Gladwish called up the voicepipe, ‘Permission to withdraw charges?
‘Yes, please.’ They were almost in harbour; no need to ask Wyatt’s agreement to removing the firing-charges from the torpedo tubes. Nick saw Cockcroft waiting for orders, and Wyatt studiously ignoring him; he beckoned him to come over to his side.
‘Probably port side to, Sub. But have springs ready both sides, just in case. And an anchor ready, of course.’
Cockcroft nodded, and went down. Chief Petty Officer Bellamy had the wheel now. Wyatt muttered to him, squinting across the compass-bowl, ‘Steer two degrees to port.’
‘Two degrees to port, aye aye, sir!’
Wind was over the port quarter on this course; Mackerel was hammering the small waves with the starboard side of her short, black stem, flinging up intermittent bursts of spray to infuriate Cockcroft’s cable party as they veered the anchor to its slip, a-cockbill from the hawse. If Wyatt got himself into any sort of trouble when he was manoeuvring inside there, one slam of the blacksmith’s hammer could knock the slip off and send the cable roaring out. Nick watched the entrance seeming to widen as the destroyer ploughed up into it; then, as she thrust in between the sunken blockships, it seemed to close in on her again. The blockships, at right-angles to the gap in the harbour wall, were two old Atlantic liners, both stripped, cut down to their main decks and fitted with iron supports for the torpedo netting to hang from. The one to starboard as Mackerel entered harbour was the former SS Montrose; aboard her a passenger by the name of Crippen had been arrested on a charge of murder. Wyatt straightened. ‘Two hundred revolutions!’
‘Two hundred—’
‘Starboard fifteen!’
‘Starboard fifteen, sir.’ The coxswain span his wheel. ‘Fifteen o’ starboard wheel on, sir!’
‘Stop port.’
‘Stop port, sir!’ Biddulph, bosun’s mate acting as telegraph-man, jerked the brass handle forward and back again. Mackerel began to fairly spin around, and Wyatt said, ‘Slow starboard, one hundred revolutions. Slow ahead port. Midships the wheel.’
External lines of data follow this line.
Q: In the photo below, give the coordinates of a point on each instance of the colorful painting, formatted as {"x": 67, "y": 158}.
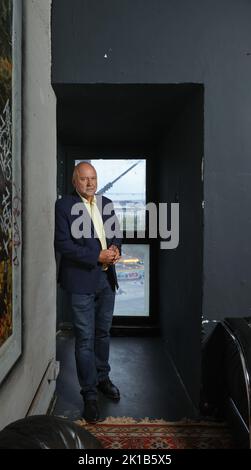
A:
{"x": 5, "y": 170}
{"x": 10, "y": 183}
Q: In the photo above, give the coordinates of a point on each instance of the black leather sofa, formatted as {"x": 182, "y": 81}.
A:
{"x": 226, "y": 375}
{"x": 46, "y": 432}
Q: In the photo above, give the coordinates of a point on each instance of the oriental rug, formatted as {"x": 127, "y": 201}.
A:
{"x": 129, "y": 433}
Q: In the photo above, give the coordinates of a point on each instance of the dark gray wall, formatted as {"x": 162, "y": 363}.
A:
{"x": 171, "y": 41}
{"x": 180, "y": 270}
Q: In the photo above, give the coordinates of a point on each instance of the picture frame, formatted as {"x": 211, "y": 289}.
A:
{"x": 10, "y": 184}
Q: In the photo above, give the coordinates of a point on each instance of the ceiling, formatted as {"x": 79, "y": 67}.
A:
{"x": 118, "y": 114}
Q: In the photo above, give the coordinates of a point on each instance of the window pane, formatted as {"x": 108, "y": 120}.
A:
{"x": 132, "y": 297}
{"x": 124, "y": 182}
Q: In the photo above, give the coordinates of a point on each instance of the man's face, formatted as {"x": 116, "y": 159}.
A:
{"x": 86, "y": 181}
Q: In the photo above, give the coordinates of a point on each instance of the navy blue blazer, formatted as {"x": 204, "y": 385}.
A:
{"x": 79, "y": 269}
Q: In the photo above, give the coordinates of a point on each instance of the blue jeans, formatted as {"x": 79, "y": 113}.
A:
{"x": 92, "y": 321}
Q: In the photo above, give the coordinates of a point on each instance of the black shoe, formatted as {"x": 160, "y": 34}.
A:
{"x": 109, "y": 389}
{"x": 91, "y": 411}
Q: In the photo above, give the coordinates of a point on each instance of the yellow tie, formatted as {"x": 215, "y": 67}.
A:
{"x": 99, "y": 227}
{"x": 97, "y": 223}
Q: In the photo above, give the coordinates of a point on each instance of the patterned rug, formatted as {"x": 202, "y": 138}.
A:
{"x": 129, "y": 433}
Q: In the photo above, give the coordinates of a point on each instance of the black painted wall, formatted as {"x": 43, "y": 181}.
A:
{"x": 180, "y": 270}
{"x": 169, "y": 42}
{"x": 166, "y": 41}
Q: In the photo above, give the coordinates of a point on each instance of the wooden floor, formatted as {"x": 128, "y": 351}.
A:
{"x": 148, "y": 383}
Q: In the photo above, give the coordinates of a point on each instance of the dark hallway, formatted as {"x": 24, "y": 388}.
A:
{"x": 137, "y": 366}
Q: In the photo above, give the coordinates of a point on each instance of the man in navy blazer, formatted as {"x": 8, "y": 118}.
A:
{"x": 88, "y": 238}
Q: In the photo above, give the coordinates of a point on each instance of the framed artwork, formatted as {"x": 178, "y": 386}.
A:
{"x": 10, "y": 184}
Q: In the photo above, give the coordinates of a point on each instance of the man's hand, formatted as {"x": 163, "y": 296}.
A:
{"x": 107, "y": 256}
{"x": 115, "y": 250}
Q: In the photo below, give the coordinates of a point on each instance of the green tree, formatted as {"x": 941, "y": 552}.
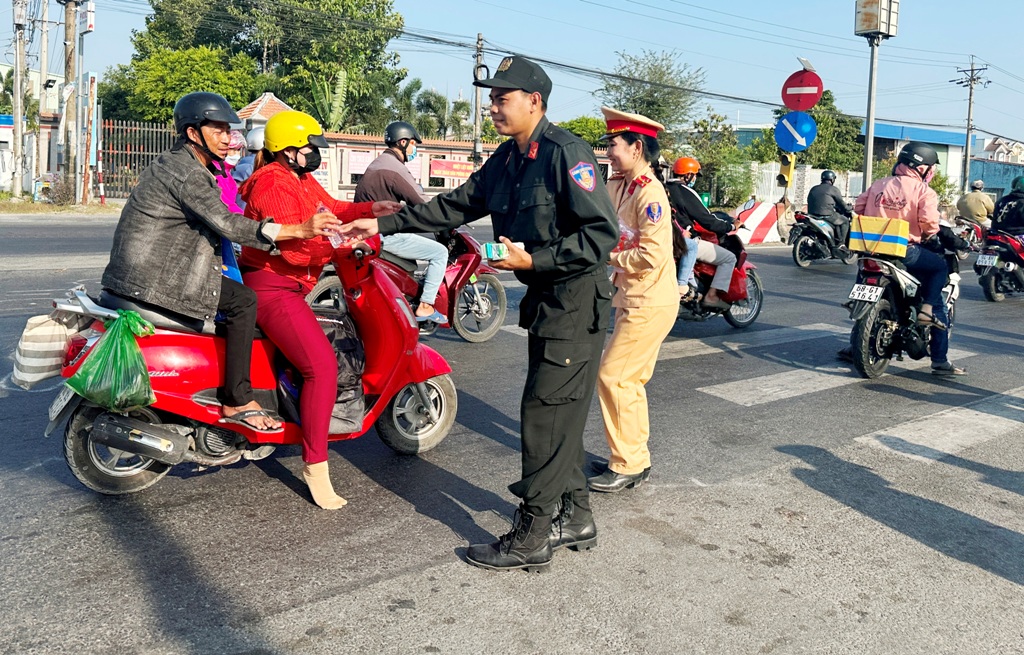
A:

Cockcroft had his men fallen-in on the foc’sl, properly at ease. At the back of the bridge the searchlight began to clash again, as a new message came stuttering from the naval pier. Signalman Hughes scrawled it on a pad, at Porter’s word-by-word dictation. Then he bawled it out:
‘Signal from Captain (D), sir! You may grant shore-leave this afternoon. Boiler-cleaning party will board you noon tomorrow.’
A cheer floated up from the waist, the iron deck, where Swan’s berthing party must either have picked up the dots and dashes for themselves or heard the signalman yell it. Shore-leave: it was a rare thing, and to be prized. Destroyers got three days like this between twenty-four days of sea duty, and ten days for docking and bottom-scraping once in four months. Between those periods there was no shore-leave at all.
‘Port ten.’
‘Port ten, sir…’
Rounding the end of the Prince of Wales pier. Transports lay on the other side of it. To port, coal hulks rocked at their buoys. Tomorrow would be the 22nd, and a boiler-clean took three whole days; so with luck, they would have Christmas Day in harbour.